My name is Theresa Olaes Noe and I am 40 years old. Yes, I already know that I am getting on up there in age and with getting up there means that lots is happening in my life.
I have been married since November 14, 1992 and my husband (Vincent) and I have 4 children. (Who are all growing up very quickly).
We have a daughter name: Savannah (Going to be 21 on the 4th of September).
We have a daughter name: Katarina, she is 18 years old.
We have a son name: Gabriel, he is 16 years old.
We have a son name: Elijah (He is going to be 14 on the 10th of September).
I'm opening up this because I feel as though there is so many of us that feel as though we are alone. Most of us, as women have had our own dreams, but we find ourselves where we are today (at least for me).. Wondering what I am doing with my life? All of my dreams and hopes have been always put on the back burner for one reason or another. After all, isn't that what we are suppose to do as mothers and wives???
I suppose the problem that I am having with that is that now that everyone seems to be finding themselves, I am left wondering for many hours at a time "What have I done with my life?.. Nothing is as I had hoped or dreamed it would be.. (Of course, many of us can agree on what we dreamed of as little girls, is nothing to what reality really is)...
The problem that I suppose that I am having is that I found that sacrificing my life for my family has left me feeling with a lot of tears and feeling as though I am being left behind.. Savannah has a fiance and really doesn't have much contact with me.. and most of the time I end feeling as though I am intruding on her life.
Then I have another daughter that just turned 18 years old and she is in the world finding out who she is and where she belongs (and like many left angry and said that she hated me)... believe it or not.. Yesterday on the 29th, has been 3 weeks.. and then I have my 2 boys that are somewhat in their own world of either playing games or working and of course their education. Finally, lastly, my husband works full time either with Who who or with Connecting Investors of Greenville...
Most blogs or whatever these things are called are always full of good things or they are with hobbies or some sort and really all I want is to make a blog where we as individuals don't feel so alone or as if they are the only ones that their children have come to hate (Or just don't have time for you)... or they have left the home.. I understand that everyone is where they are in their lives.. none of us are ever in the same place.. The world shapes us, the world molds us with different circumstances, and even then sometimes we find out that the world spits us out as if we are common trash that can be thrown away.
I suppose my growing up I had wanted so much for my family and that I wanted things to be so different when I had children.. Truth of it is, it isn't really different whether you are from an abusive family or if you are with a family that has somewhat of it together. You can never be good enough as a mother.. Either you did not do it this way, or said it this way.. or they believe you should of been this way or make choices in that way. They are always sitting in back in judgement of you and do you know why??? Because they, themselves can NOT really understand or comprehend the sacrifices or the decisions unless they are too in the same situation as we are in.. being a parent.
I have found that being a parent is the most difficult job there ever was in my lifetime.
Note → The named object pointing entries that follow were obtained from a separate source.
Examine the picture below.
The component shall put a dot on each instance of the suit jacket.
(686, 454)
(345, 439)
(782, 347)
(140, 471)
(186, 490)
Yes, it is full of disappointments, happiness, love, joy, hope, peace, conflicts, disagreements, action.. and yes even horror. The truth of it is.. at least for me I have found that being a parent will cause me to cry more silently in the shower where no one can hear.. then it would in any other time of my life. The truth of it is.. that most of the time they don't even realize how badly they have hurt you or they somehow think in their mind because you are their Mother, that it is okay to say or do whatever they wish to you without thinking that in the end... the truth is... "I am human, with feelings, and yes, I cry."
I don't have regrets at all with my family.. I would sacrifice everything that I have including my life.. to make certain that my children and my husband are happy and successful.. But, during those rare moments, while they are becoming successful and I am being left behind.. I am left trying to find out who I am.. and find some hope.. find some dreams.. find something to wish upon.. because all of my life.. has been for them.. and now as many hours past.. and days and my life is a struggle in will I become sick again or will I die young (I am really tired of fighting my health).. I find myself wondering the biggest question of all... Who Am I?